I have been awake since 4 this morning. Since I normally wake up at 5, I figured to get an early jump on things. The plan went well until I had to wake the princess. I'm waiting for the day she starts saying "Five more minutes". It took almost an hour to get her motivated out of the crib. She did her normal routine while I had everything ready to go. When I finished brushing her hair (the final part of getting her ready), I said "O.K., let's go to school!"
"No, mommy. Doodlebops."
That darn show. Fine, she watched the rest of the show. The second it was done, I tried again.
"No, mommy. Charlie n Lola."
I drew the line there. They weren't on for another fifteen minutes. I used the bribe technique.
"Let's go now and we see Nana and PopPop tonight."
It worked. TV was shut off and we were out the door. Of course she was a bit ticked when she realized we weren't going to Nana and PopPop's now. I suffered through the screams until she quieted down. I figured we'd be about a half hour early.
All was going smooth until .... it looked like a damn Christmas tree in front of me. All tail lights were a glow. An accident seven miles ahead. It took twenty-five minutes to go 1.5 miles. I was livid.
And there is the baby. She was nice and calm watching Blue's Clues on her Video Now Jr. when the batteries decided to tank. First it was the panicky whine then it was the "Mommy! Mommy! My TV! My TV!"
i tried to ignore it but it got worse. We were stuck in traffic, not moving, and she was wigging. I lost it.
I turned and yelled, "Mommy is trying to drive! Your TV will have to wait."
She cried harder. I flipped.
Again, I yelled, this time to her reflection in the mirror, "Knock it off and quit your damn whining!"
She held out her TV, sucking in breaths of air in between sobs. I grabbed it and, while drving, changed the batteries - grumbling and bitching the entire time about the ungratefulness of children. I handed it back to her. She grabbed it. I looked in the mirror and saw her little teared streaked face stare at her TV while it played once more. To her, that was important.
"You can at least say thank you."
She looked at me through the mirror with those big eyes and said, "Thank you, Mommy."
I got the big bear hug and itty bitty kisses from her when I dropped her off at school, just like normal. I apologized to her for being an ogress. She hugged me really hard and said "I love you, Mommy." Ah, the healing power of a two year old.
I know she'll more than likely forget all these moments as she gets older.

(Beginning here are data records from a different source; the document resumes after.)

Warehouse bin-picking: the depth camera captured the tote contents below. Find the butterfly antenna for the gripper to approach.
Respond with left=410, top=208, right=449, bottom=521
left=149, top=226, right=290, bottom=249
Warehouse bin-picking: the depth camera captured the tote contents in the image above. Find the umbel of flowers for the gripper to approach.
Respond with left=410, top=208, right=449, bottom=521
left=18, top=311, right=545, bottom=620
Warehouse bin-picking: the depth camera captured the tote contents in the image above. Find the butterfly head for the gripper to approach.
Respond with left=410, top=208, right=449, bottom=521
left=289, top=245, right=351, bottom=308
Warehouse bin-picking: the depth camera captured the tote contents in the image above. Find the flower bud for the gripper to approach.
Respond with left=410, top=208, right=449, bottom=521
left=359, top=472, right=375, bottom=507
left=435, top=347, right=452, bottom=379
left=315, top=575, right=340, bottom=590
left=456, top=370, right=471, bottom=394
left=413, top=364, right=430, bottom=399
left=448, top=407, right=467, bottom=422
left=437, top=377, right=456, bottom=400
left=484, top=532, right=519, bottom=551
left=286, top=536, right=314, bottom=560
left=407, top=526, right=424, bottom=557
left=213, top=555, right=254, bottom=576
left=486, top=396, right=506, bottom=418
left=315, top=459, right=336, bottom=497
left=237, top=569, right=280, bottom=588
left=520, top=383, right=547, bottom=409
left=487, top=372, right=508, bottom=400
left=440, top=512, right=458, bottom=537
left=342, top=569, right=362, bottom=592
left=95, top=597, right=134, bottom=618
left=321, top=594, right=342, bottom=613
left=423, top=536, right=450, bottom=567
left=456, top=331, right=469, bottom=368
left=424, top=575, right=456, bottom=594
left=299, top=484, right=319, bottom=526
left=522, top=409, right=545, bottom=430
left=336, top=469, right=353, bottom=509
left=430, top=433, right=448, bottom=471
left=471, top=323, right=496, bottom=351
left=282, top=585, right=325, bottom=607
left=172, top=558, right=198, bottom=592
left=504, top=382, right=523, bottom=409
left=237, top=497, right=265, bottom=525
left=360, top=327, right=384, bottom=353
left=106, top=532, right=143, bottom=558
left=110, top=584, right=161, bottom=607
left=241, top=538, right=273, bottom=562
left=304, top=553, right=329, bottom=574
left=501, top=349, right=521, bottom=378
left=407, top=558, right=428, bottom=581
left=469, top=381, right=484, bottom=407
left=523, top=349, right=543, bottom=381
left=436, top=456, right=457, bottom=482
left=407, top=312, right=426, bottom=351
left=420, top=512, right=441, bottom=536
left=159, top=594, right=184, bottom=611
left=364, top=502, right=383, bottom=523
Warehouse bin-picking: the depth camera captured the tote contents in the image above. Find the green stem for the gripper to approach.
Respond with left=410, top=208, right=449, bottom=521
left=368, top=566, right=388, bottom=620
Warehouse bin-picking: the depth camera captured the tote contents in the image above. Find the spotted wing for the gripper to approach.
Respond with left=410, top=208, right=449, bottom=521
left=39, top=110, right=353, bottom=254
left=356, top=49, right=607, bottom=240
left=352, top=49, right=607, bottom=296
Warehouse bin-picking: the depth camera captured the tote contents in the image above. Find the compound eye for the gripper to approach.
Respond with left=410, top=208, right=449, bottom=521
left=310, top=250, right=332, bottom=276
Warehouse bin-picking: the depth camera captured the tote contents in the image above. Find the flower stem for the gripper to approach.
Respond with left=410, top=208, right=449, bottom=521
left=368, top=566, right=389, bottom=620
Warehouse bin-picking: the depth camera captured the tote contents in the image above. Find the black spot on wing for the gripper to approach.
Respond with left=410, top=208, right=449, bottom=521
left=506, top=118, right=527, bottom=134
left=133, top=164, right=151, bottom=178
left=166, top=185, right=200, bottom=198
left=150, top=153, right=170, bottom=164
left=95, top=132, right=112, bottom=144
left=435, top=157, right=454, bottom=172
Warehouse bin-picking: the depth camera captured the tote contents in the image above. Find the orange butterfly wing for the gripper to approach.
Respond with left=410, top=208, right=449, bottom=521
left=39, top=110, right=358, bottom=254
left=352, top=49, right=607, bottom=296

That still doesn't make me feel any better.
4 comments:
Joan Crawford would be proud.
::JUST KIDDING::
B&M - Thanks. She's really a good kid, and I'm not just saying that because she's my child. I hear it all the time. That's why I feel like such a double heel whenever I yell. I know she's just being a two year old. Damn this learning process.
Thank goodness for blogging. It's my cheap therapy.
Pax - oh I feel loads better now. Thank goodness we only have plastic hangers at home. ;)
We all lose it occasionally, don't beat yourself up too bad, k? Just imagine her reaction to YOU crying, screaming and beating the steering wheel in frustration with the traffic. A little grumbling and yelling isn't nearly so scary.
Lost - I did punch the steering wheel a couple of times. After I did, I realized what I had done and did a drum roll on it. I looked at her and said, "Can you play drums like Mommy?" She laughed and thought it was a game. When I dropped the game, so did she (thank goodness).